Real-Time Quota Monitoring

TokenMonitor.java
// Monitor token usage during execution
public class TokenMonitor {
    private final long quotaLimit = 10_000; // 10k requests
    
    public void monitorSession(ScraperSession session) {
        new Thread(() -> {
            while (!session.getStatus().isTerminal()) {
                TokenTracker tracker = session.getTokenTracker();
                long requests = tracker.getTokenCount(
                    ResourceType.HTTP_REQUEST);
                
                // Check approaching limit
                if (requests > quotaLimit * 0.8) {
                    System.err.printf(
                        "WARNING: 80%% quota used (%d/%d)%n",
                        requests, quotaLimit);
                }
                
                // Hard limit
                if (requests >= quotaLimit) {
                    System.err.println(
                        "QUOTA EXCEEDED - Cancelling session");
                    session.cancel();
                    break;
                }
                
                Thread.sleep(1000);
            }
        }).start();
    }
}
6

Export to Analytics Platform

MetricsExporter.java
// Export to Prometheus metrics
@Subscribe
public void onSessionCompleted(SessionCompletedEvent event) {
    ScraperSession session = registry.getSession(event.getSessionId()).get();
    TokenUsage usage = session.getTokenTracker().getUsage();
    String clientId = session.getClientId();
    
    // Prometheus counters
    httpRequestsTotal.labels(clientId).inc(usage.getHttpRequests());
    httpBytesTotal.labels(clientId).inc(usage.getHttpBytes());
    cpuMillisecondsTotal.labels(clientId).inc(usage.getCpuTimeMillis());
    
    // Prometheus gauges
    memoryPeakBytes.labels(clientId).set(usage.getMemoryPeakBytes());
    sessionDurationSeconds.labels(clientId).set(
        session.getMetrics().getDuration().getSeconds());
}

// Export to DataDog
Map tags = new HashMap<>();
tags.put("client_id", session.getClientId());
tags.put("session_id", session.getSessionId());
tags.put("status", session.getStatus().name());

statsd.count("webharvest.http.requests", usage.getHttpRequests(), tags);
statsd.gauge("webharvest.http.bytes", usage.getHttpBytes(), tags);
statsd.histogram("webharvest.cpu.time", usage.getCpuTimeMillis(), tags);

Billing Scenarios

Real-world pricing models and implementations

Architecture Example

Note: This section demonstrates the technical capabilities of WebHarvest's token tracking system for billing and quota enforcement.
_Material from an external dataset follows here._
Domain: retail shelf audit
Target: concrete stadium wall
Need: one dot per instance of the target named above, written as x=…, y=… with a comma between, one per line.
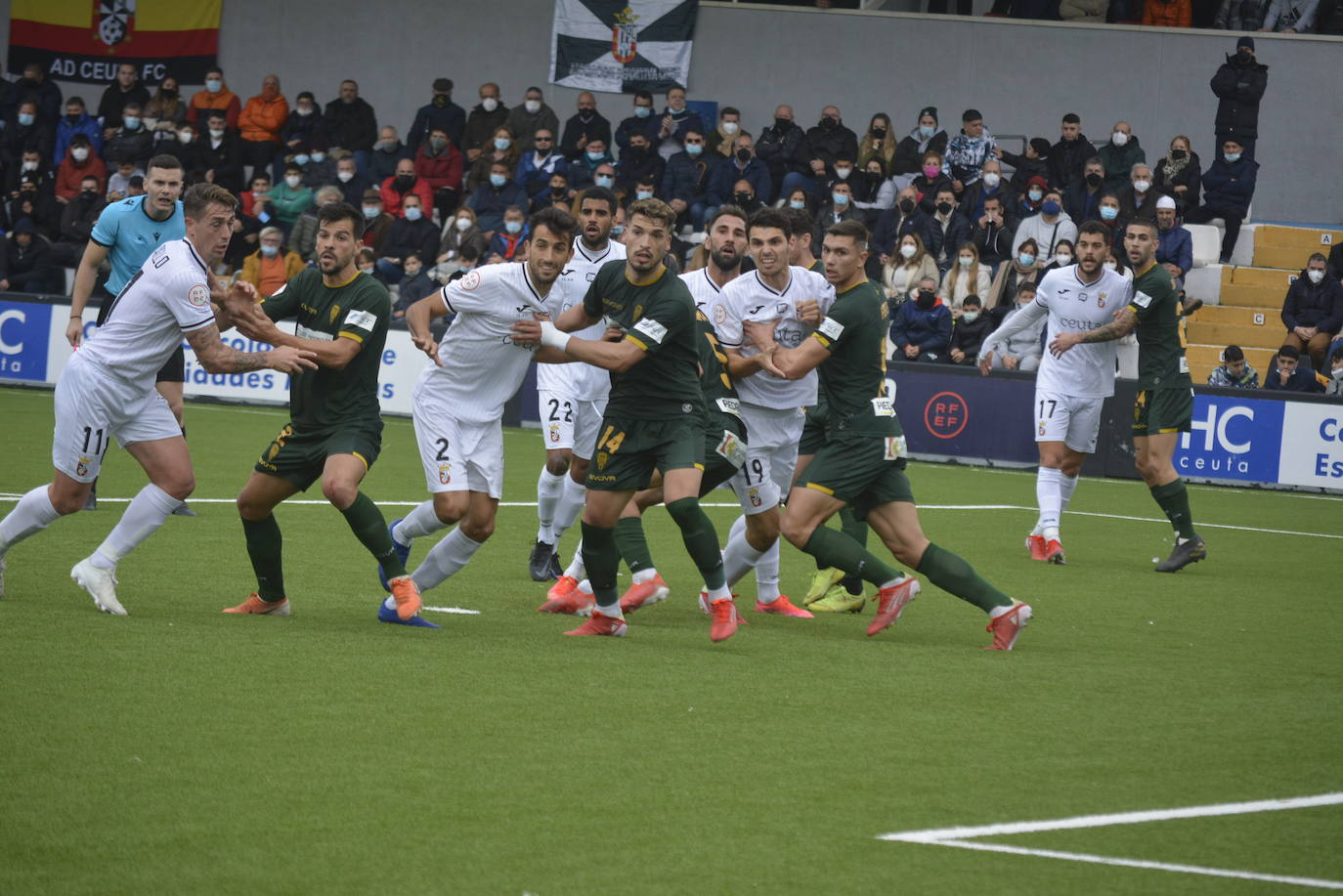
x=1022, y=75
The code is production-ready and can be integrated into cloud platforms. However, this is not a commercial service offering - WebHarvest is an open-source project. These examples show how you can build your own pricing models if deploying WebHarvest as a hosted service.

WebHarvest Cloud Pricing Tiers

FREE TIER

$0/month
100 HTTP requests/day
100 MB bandwidth/day
10 min CPU time/day
5 concurrent sessions
Email support

STARTER

$29/month
10,000 HTTP requests/month
10 GB bandwidth/month
5 hours CPU time/month
20 concurrent sessions
Overage: $0.001/request
Email support
POPULAR

PROFESSIONAL

$99/month
50,000 HTTP requests/month
50 GB bandwidth/month
20 hours CPU time/month
50 concurrent sessions
Overage: $0.0008/request
Priority queue • SLA 99.5%
Priority email + chat

ENTERPRISE

$499/month
250,000 HTTP requests/month
500 GB bandwidth/month
100 hours CPU time/month
Unlimited sessions
Overage: $0.0005/request
Dedicated instances • SLA 99.9%
24/7 phone + engineer

USAGE-BASED (Pay-as-you-go)

HTTP Requests: $0.001 each
Bandwidth: $0.10 per GB
CPU Time: $0.02 per CPU-hour
Memory: $0.01 per GB-hour
Minimum: $10/month

AWS Marketplace Integration

Bill through AWS Marketplace with automatic metering:

  • Report usage hourly via AWS Metering API
  • Dimensions: HttpRequests, Bandwidth, CPUTime
  • Customer billed on AWS invoice
  • WebHarvest receives revenue share

Stripe Subscription

Monthly subscriptions with usage-based billing:

  • Base subscription: $29-$499/month
  • Overage charges: Metered billing API
  • Invoice line items per session
  • Customer portal for usage visibility

Internal Cost Allocation

Track costs per project/department:

  • ClientContext metadata: project, department, cost-center
  • Aggregate usage by metadata tags
  • Generate chargeback reports
  • Export to ERP/accounting systems

Integration Examples

Connect token tracking to external systems

CloudWatch Logs (AWS)

TokenUsage.java
@Subscribe
public void onSessionCompleted(SessionCompletedEvent e) {
    ScraperSession s = registry.getSession(e.getSessionId()).get();
    TokenUsage u = s.getTokenTracker().getUsage();
    
    Map log = new HashMap<>();
    log.put("sessionId", s.getSessionId());
    log.put("clientId", s.getClientId());
    log.put("httpRequests", u.getHttpRequests());
    log.put("httpBytes", u.getHttpBytes());
    log.put("cpuTime", u.getCpuTimeMillis());
    log.put("duration", s.getMetrics().getDuration().toString());
    
    cloudwatchLogs.putLogEvent("webharvest-sessions", 
        new Gson().toJson(log));
}

Prometheus Metrics

TokenUsage.java
// Define metrics
Counter httpRequests = Counter.build()
    .name("webharvest_http_requests_total")
    .help("Total HTTP requests")
    .labelNames("client_id")
    .register();

Histogram cpuTime = Histogram.build()
    .name("webharvest_cpu_seconds")
    .help("CPU time in seconds")
    .labelNames("client_id")
    .register();

// Update on completion
@Subscribe
public void onCompleted(SessionCompletedEvent e) {
    ScraperSession s = ...;
    TokenUsage u = ...;
    
    httpRequests.labels(s.getClientId())
        .inc(u.getHttpRequests());
    cpuTime.labels(s.getClientId())
        .observe(u.getCpuTimeMillis() / 1000.0);
}

Custom Webhook

TokenUsage.java
@Subscribe
public void onSessionCompleted(SessionCompletedEvent e) {
    ScraperSession s = ...;
    TokenUsage u = ...;
    
    // Build webhook payload
    Map payload = Map.of(
        "sessionId", s.getSessionId(),
        "clientId", s.getClientId(),
        "status", s.getStatus().name(),
        "usage", u.toMap(),
        "duration", s.getMetrics().getDuration().toString()
    );
    
    // POST to webhook URL
    HttpRequest request = HttpRequest.newBuilder()
        .uri(URI.create("https://api.example.com/webhooks/usage"))
        .header("Content-Type", "application/json")
        .POST(HttpRequest.BodyPublishers.ofString(
            new Gson().toJson(payload)))
        .build();
    
    httpClient.sendAsync(request, 
        HttpResponse.BodyHandlers.ofString());
}